Berikutnya, saya memberikan e-ticket yang saya pegang kepada si petugas, “Untuk yang Business Class, Mas.”
Petugas itu memperhatikan e-ticket yang sedikit lecek tersebut, dan menatap saya sekilas dari atas ke bawah –saat itu saya mengenakan kemeja kasual dengan dilapisi jaket bomber yang saya beli sebelum Pak Jokowi punya, celana model jogger yang dibeli dengan voucher MAP hasil menang kuis (karena saya malas mengenakan sabuk yang harus dilepas-lepas ketika melewati mesin X-Ray), sepatu kets, memanggul sebuah backpack, dan menggeret koper kecil ukuran kabin– sebelum memberikan senyuman termanis yang biasa ditujukan menantu ke mertua.
“Kalau Business Class, langsung saja ke Priority Lounge, Pak.” Jelasnya. “Belok kanan, nanti letaknya ada di ujung.”

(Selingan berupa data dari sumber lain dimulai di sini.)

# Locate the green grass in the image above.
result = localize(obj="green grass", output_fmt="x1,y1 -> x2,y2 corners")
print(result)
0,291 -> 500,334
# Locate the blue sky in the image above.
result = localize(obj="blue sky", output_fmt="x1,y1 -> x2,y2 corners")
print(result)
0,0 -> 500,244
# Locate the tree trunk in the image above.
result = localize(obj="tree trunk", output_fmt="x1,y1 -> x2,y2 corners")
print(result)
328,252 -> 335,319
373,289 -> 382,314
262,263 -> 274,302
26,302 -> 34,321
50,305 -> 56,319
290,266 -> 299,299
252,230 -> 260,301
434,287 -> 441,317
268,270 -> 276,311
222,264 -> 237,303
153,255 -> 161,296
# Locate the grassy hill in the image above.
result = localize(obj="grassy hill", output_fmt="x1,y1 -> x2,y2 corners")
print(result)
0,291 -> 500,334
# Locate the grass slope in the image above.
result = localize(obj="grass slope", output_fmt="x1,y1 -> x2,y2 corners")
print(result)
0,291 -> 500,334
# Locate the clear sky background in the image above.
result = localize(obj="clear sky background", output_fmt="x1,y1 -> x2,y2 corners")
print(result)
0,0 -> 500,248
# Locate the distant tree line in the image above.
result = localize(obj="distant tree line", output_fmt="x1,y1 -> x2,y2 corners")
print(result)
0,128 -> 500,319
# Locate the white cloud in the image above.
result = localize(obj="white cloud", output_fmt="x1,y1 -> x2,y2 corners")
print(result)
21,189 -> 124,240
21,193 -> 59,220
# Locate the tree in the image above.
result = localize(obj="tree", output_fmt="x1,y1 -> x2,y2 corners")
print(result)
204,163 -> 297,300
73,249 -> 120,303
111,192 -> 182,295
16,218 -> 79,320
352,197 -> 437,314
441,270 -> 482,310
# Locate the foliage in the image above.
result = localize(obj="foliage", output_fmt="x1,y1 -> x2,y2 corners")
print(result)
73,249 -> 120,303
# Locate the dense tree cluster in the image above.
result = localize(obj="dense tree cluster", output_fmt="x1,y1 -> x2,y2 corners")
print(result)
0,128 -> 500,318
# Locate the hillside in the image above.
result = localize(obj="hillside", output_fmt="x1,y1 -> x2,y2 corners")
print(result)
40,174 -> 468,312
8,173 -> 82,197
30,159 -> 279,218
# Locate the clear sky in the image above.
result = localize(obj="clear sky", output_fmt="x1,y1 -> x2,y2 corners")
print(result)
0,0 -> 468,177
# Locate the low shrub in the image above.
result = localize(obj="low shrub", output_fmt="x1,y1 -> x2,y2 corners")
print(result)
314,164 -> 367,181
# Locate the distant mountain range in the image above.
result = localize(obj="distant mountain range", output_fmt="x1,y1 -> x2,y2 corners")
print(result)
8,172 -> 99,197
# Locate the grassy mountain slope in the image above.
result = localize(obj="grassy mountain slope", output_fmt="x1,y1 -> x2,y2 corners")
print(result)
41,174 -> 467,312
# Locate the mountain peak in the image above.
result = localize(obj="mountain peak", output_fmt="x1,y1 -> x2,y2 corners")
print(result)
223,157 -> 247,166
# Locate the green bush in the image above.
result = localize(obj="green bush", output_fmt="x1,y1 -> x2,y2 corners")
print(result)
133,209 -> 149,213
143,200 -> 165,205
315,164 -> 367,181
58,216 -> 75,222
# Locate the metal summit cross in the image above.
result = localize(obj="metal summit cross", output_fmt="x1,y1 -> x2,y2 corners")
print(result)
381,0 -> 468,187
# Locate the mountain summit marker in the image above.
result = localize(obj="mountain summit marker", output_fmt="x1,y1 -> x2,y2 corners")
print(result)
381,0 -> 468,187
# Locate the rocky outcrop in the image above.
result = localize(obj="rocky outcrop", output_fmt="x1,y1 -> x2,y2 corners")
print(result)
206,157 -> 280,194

Maklum saja, saat itu adalah pertama kalinya saya akan naik pesawat kelas bisnis untuk rute penerbangan internasional yang menempuh jarak ribuan mil, dari Jakarta ke Istanbul, menggunakan maskapai Turkish Airlines (Berikutnya akan disebut sebagai Turkish). Jadi mohon dimaafkan apabila saya agak-agak ndeso, walaupun kenyataannya memang ndeso sih.
Sebenarnya, rekor saya naik pesawat kelas bisnis sebelum ini adalah pada penerbangan Garuda Indonesia, Jakarta menuju Lampung, di mana urutan peristiwanya adalah: naik pesawat – duduk – minum jus – sampai tujuan.